# plants dying after 3 weeks using "DSM" set up



## parasuco (Mar 30, 2011)

hi guys,

i started my first planted aquarium by using "DSM" set up 2 weeks ago. i'm using HC as my ground covering plants. recently, i noticed that my plants are "melting" one by one and 40% of what i planted are dead. i'm seeing some of the plants have a "white web" and starting to change colors. here is a quick info on my set up:

substrate = flourite
lights = marineland single L.E.D. stip lights (on for 6 hours)
ferts = excel (mix with tap water in spray bottle, every 2 days)

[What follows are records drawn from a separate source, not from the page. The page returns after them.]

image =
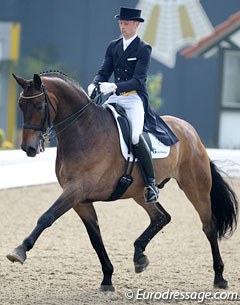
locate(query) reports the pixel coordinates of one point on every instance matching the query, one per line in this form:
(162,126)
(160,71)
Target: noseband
(47,126)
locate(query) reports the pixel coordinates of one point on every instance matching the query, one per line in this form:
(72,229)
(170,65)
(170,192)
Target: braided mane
(63,76)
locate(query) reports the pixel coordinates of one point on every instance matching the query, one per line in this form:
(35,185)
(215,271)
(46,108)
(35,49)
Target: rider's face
(128,28)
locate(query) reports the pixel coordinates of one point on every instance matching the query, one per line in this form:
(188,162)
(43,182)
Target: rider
(128,58)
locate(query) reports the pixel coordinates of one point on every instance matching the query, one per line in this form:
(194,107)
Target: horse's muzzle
(30,151)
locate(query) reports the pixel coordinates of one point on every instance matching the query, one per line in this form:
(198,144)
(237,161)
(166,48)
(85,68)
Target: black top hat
(129,14)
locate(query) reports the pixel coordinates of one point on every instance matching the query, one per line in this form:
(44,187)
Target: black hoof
(222,284)
(104,288)
(17,255)
(141,264)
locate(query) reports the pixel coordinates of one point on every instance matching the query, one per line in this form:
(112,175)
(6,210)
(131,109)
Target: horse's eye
(39,107)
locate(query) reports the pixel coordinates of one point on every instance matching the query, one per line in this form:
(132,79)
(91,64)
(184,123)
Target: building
(76,33)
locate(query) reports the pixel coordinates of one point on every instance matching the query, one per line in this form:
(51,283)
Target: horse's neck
(85,131)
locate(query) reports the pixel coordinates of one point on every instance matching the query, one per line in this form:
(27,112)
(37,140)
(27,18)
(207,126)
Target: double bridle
(47,127)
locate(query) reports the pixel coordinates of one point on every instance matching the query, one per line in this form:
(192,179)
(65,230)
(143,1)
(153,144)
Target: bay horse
(89,163)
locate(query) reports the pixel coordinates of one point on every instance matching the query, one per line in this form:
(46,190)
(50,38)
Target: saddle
(124,129)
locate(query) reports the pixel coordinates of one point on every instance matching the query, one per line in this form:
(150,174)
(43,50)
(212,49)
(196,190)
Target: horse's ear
(37,81)
(21,81)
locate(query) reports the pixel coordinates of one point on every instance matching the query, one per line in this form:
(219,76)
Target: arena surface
(63,269)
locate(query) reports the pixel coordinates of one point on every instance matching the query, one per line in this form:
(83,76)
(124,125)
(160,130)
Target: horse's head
(34,104)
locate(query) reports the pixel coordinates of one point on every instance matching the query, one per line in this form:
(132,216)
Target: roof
(221,32)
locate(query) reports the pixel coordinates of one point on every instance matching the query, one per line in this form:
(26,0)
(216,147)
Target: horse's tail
(224,204)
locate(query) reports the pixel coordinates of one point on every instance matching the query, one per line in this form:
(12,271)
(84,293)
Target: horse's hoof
(104,288)
(141,264)
(17,255)
(221,284)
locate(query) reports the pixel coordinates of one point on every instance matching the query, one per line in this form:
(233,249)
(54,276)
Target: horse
(89,163)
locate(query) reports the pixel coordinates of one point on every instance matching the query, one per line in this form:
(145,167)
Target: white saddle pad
(158,150)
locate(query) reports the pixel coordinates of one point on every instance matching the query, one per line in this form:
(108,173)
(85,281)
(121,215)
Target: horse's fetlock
(46,220)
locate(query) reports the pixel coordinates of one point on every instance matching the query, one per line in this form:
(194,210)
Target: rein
(47,126)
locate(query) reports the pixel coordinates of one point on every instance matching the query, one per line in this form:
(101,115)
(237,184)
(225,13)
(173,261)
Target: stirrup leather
(151,193)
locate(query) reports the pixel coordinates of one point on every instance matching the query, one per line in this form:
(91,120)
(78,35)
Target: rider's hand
(91,88)
(106,88)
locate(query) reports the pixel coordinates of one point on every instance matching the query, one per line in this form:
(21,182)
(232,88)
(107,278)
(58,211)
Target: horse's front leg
(64,203)
(159,218)
(89,217)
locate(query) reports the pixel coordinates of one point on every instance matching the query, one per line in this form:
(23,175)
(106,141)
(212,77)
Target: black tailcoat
(130,69)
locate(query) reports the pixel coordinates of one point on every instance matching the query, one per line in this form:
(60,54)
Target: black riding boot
(144,156)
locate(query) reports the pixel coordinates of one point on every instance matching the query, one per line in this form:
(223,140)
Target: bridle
(47,127)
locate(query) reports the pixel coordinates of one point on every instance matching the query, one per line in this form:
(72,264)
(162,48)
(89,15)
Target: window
(231,72)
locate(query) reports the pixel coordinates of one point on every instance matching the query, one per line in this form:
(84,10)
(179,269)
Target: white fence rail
(18,170)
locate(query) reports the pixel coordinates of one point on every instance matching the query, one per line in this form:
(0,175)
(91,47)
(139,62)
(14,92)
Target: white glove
(106,88)
(91,87)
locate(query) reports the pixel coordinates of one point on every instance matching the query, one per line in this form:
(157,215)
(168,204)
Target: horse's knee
(46,220)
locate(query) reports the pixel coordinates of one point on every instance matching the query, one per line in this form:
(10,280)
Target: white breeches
(135,112)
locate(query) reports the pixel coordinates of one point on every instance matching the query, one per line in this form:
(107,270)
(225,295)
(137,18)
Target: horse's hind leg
(197,188)
(89,217)
(159,218)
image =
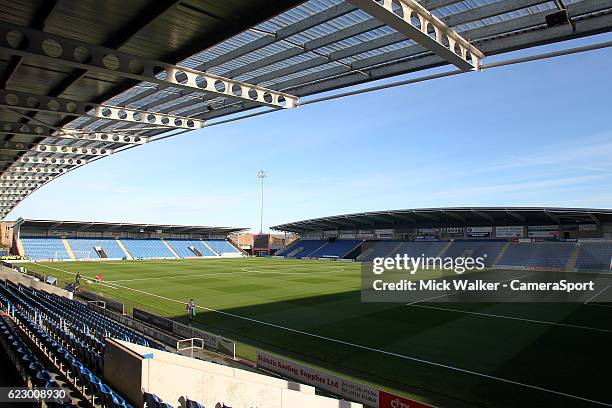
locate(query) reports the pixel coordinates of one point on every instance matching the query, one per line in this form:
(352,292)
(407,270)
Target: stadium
(150,279)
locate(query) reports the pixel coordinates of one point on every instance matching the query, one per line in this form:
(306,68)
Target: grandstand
(579,240)
(82,81)
(74,240)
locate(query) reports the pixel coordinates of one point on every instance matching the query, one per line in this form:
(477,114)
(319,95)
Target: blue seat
(193,404)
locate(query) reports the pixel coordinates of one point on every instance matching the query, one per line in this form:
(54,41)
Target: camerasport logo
(386,400)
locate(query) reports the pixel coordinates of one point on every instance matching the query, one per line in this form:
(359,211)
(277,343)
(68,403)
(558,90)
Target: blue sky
(536,134)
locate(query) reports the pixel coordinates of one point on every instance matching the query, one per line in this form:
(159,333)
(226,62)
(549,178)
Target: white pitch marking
(244,270)
(597,294)
(449,367)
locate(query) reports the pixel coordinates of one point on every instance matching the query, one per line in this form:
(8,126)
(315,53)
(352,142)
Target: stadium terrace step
(170,248)
(125,251)
(68,249)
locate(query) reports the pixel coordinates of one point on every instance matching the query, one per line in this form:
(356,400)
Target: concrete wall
(30,281)
(173,377)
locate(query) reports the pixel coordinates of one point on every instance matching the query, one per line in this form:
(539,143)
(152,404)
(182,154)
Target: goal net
(81,255)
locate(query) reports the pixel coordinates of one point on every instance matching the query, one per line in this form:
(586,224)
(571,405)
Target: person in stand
(191,311)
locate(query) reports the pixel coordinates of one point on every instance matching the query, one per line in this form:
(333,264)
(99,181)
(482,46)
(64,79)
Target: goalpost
(190,344)
(81,255)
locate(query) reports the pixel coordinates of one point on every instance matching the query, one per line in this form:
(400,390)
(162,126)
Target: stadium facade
(560,239)
(79,240)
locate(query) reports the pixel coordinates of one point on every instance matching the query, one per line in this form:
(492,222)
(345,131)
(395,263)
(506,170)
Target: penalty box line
(389,353)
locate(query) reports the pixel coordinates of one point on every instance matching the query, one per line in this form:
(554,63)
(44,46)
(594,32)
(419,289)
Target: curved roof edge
(94,226)
(451,217)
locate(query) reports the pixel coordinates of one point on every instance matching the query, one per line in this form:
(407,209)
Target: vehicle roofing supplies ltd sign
(509,231)
(350,390)
(479,232)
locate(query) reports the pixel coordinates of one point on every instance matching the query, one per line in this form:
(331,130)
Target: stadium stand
(594,256)
(147,248)
(485,249)
(71,337)
(377,249)
(336,249)
(546,255)
(421,248)
(183,248)
(82,246)
(221,246)
(304,248)
(38,248)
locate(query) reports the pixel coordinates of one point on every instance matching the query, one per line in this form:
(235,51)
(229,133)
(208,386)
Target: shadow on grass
(435,353)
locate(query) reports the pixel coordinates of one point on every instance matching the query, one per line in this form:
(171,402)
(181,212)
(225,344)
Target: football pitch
(447,354)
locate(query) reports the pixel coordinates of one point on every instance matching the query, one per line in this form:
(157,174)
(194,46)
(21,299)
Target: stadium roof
(72,226)
(81,80)
(451,217)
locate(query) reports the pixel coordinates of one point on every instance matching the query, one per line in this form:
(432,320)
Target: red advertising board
(386,400)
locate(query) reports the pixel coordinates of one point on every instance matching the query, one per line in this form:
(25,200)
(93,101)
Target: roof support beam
(418,24)
(516,215)
(35,130)
(54,49)
(38,22)
(390,39)
(483,215)
(31,102)
(57,149)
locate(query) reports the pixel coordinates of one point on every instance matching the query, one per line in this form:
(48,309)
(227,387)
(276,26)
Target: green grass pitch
(450,354)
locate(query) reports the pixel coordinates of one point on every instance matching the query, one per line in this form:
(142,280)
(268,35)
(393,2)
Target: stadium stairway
(210,247)
(20,248)
(573,259)
(443,251)
(501,253)
(125,251)
(68,249)
(170,248)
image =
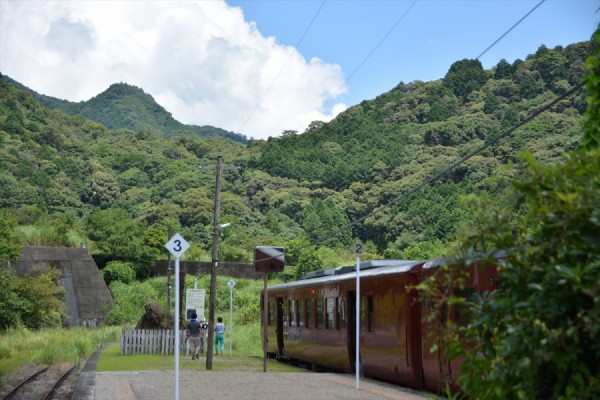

any advice on how i can save some of my plants? or should i re-plant? i posted this question on another forum so i can get more advice.

thanks in advance


----------



## Norman (Feb 13, 2011)

I'm not sure your lighting is sufficient... I had a terrible time with a 40G with a single marineland LED light, not even anubias could survive. Then I moved the tank and placed it closer to a window and now finally the anubia is doing well. I was even able to add a sword.

I have a 20G with a marineland double bright LED light, that light seems to sustain plants quite well. I'd add more lighting if I were you... or try running your lights longer. I keem my planted tank lights on for 12 -14 hours.

Also, I would try to add a fert such a Flourish. I've had great success with Tropica Aquacare on my heavily planted 
75G.


----------